美人は目がきれいだ。これはよく聞く話だ。視力という意味ではなく、美人の目の良さには感心させられることが多い。

 この目の良さとは、「よく見ている」ということだ。視力というより視野なのかもしれない。なにげなく歩いていて、面白いものを発見して教えてくれたり、困っている人を見つけて助けてあげたり、遠くから危険なものを見つけていたり。そして、ちょっとしたいい話をたくさん持っている。

 多くの人が見逃しているだろうことをよく見ているのだ。別にキョロキョロしているわけではないし、話などに集中してないわけでもない。むしろしっかり見ている。それなのに発見が多い。視野が広いとしか言いようがない。

 多くのことに興味を持ち、多くのことを考え、多くのことと関わろうという意識なのだろうか。広い視野は知識も広げているようである。

「よく気づいたな」、「よく見ていたな」と言われている人はたいてい美人だ。

 日頃からよく見る習慣がついているように思う。

 一方、見逃すことが多い人はやはり「美人のもと」が減っていることが多い。たとえばクルマに乗っていて、「えー、どこどこ」といつまでも聞いていて、結局、話題のものを見逃すようなことが多い。

 こういう人はたいてい「見なかったことにする」ことが多い。

 たとえば、家の中で埃がたまっている場所を発見したとき。今は見なかったことにする。今度見たときに掃除する。会社でコピー機の調子が悪く、困っている人を見かける。でも、見なかったことにする。面倒なので。歩いていて、前方で何かを落とした人がいる。でも、見なかったことにする。その人が悪い。財布じゃないし。

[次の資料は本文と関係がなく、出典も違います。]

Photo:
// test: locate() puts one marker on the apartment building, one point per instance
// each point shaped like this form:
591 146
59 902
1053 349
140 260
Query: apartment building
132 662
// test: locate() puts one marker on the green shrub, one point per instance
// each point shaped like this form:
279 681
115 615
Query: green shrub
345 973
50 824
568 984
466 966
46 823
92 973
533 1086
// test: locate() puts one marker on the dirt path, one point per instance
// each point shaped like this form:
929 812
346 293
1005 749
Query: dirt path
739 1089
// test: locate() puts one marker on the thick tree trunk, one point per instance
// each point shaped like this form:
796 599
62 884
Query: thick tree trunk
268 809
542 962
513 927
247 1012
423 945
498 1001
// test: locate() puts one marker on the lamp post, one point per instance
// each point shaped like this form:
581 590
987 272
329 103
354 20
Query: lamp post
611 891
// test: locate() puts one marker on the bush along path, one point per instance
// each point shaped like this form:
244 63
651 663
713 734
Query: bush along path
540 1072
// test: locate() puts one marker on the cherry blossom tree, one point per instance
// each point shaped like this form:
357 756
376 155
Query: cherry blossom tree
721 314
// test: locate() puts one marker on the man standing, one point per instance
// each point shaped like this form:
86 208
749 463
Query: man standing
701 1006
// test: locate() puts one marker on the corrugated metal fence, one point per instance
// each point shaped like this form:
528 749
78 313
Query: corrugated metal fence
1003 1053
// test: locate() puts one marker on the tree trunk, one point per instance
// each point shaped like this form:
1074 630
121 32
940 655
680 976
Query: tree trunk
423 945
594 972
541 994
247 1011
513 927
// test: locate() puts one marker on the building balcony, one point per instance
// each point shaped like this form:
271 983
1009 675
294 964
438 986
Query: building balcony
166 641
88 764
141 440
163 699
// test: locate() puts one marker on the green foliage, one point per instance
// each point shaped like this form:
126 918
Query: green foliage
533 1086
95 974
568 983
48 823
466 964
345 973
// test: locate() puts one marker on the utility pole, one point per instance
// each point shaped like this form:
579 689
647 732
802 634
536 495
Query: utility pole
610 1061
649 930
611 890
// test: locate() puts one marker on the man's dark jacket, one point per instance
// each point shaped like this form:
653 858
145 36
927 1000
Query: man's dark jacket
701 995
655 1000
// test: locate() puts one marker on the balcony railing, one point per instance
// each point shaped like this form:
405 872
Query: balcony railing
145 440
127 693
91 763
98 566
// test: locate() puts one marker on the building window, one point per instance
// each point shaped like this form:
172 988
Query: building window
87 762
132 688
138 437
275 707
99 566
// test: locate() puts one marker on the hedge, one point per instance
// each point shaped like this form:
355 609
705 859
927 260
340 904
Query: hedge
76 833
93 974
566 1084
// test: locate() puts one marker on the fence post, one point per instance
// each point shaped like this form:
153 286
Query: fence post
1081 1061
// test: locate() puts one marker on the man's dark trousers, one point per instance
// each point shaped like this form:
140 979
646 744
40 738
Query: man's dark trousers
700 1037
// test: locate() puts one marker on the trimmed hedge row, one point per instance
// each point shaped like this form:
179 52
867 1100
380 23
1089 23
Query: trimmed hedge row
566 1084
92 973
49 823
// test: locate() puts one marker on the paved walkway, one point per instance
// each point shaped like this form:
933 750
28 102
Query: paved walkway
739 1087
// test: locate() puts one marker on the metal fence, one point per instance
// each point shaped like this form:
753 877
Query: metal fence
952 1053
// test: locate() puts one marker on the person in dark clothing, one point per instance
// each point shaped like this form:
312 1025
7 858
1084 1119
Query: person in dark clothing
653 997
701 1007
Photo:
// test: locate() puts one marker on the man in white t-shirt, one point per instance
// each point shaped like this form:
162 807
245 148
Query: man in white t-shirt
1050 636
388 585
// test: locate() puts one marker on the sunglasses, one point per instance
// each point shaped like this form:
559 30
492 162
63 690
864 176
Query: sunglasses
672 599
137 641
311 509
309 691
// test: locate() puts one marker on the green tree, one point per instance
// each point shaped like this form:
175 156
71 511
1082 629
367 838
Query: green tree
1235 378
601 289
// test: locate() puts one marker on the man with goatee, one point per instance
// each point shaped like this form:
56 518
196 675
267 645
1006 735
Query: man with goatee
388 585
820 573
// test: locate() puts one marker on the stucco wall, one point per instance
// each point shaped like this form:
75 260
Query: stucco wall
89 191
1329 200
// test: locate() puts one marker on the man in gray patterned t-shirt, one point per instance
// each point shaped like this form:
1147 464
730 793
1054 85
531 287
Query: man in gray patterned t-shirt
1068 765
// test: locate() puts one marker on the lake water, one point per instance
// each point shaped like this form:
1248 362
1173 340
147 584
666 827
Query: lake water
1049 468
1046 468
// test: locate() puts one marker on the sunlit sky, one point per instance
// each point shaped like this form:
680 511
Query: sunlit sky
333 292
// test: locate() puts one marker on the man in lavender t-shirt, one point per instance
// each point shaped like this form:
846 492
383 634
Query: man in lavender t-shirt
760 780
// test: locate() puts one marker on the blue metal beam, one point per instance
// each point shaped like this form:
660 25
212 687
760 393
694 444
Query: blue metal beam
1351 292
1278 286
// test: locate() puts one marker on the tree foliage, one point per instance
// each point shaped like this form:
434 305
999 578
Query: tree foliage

 このように「見なかったことにする」ことを繰り返していると次第に「本当に見なかった」になっていくのだ。「見なかったことにする」のは、後味が悪いので自然と見ないようにすることが増えていく。そうなると自然と視野が狭くなり、発見する力が落ちていくのではないだろうか。

 誰もが面倒だと思ってしまう場面で、笑顔で対応できること。その笑顔は美しい。「美人のもと」を一気に増やすことだろう。そして、そういう機会に多く会うこと。それは広い視野から生まれるのだろう。